Nor is this budget equitable to all area's of the state. There are plenty of examples of taxpayer dollars in the budget being dumped into the Chicagoland area. For example, $30,000 was included for Chicago State University in order to create an exhibit honoring members of the legislature who attended school there.

Further, on the subject of higher education, downstate universities such as Eastern and the University of Illinois are seeing increases of less that 2 percent. But Chicago State's funding is going up by three times that: 6.5 percent. In fact we agree that this budget was best summed up by a Chicago area Democratic Senator who told the Chicago Sun-Times newspaper, "it's a good day for the people of the Southwest Side of Chicago, Cicero and Berwyn."

These frivolous spending projects characterize what this budget is really about: perception. It is intended by those who crafted it and supported it to create a perception - the perception that Illinois is free from fiscal worries, and that record-high levels in our long-term debt, unfunded liability in our pension funds, and backlog of unpaid bills aren't really cause for concern.

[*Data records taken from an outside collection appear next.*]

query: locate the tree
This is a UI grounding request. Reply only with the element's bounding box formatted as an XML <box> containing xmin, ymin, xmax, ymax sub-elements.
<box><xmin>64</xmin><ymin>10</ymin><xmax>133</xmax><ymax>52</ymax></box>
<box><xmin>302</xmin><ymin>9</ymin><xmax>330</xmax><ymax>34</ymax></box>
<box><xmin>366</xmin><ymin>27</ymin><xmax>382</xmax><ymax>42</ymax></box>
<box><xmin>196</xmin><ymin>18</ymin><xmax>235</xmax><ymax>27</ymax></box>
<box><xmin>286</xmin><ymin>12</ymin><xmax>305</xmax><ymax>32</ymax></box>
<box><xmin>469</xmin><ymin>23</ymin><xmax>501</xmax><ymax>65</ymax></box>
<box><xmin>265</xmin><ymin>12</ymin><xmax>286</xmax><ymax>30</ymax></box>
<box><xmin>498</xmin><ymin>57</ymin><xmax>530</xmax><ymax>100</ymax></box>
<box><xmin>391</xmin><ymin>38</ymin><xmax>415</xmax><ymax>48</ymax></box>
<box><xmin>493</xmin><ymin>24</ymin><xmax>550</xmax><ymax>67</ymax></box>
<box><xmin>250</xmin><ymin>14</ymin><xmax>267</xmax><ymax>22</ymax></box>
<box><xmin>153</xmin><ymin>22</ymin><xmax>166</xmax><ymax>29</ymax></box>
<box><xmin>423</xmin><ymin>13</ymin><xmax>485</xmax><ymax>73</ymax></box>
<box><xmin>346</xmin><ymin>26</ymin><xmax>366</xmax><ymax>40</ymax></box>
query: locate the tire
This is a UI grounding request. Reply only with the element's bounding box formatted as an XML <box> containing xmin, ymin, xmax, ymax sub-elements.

We don't deny that sometimes symbols and positive perceptions have value. But budgets need to be more than instruments merely designed to make people believe something in an election year. Budgets should reflect our priorities, such as responsible investment in principal areas like education, health care, transportation and economic development, and they should do so in a manner that doesn't leave an outrageously high mountain of debt for the next generation to pay off, even if it means sacrificing a few fuzzy headlines and campaign speeches along the way.

It is true that some are pleased with the fiscal year 2007 budget; after all, it would be difficult to spend $1.4 billion more than the previous year and not make at least a few people happy. However, it rests on the premise that addressing our serious and long-term problems can be indefinitely postponed. But it can't, and that's a reality that even election-year perceptions and symbols will not overcome.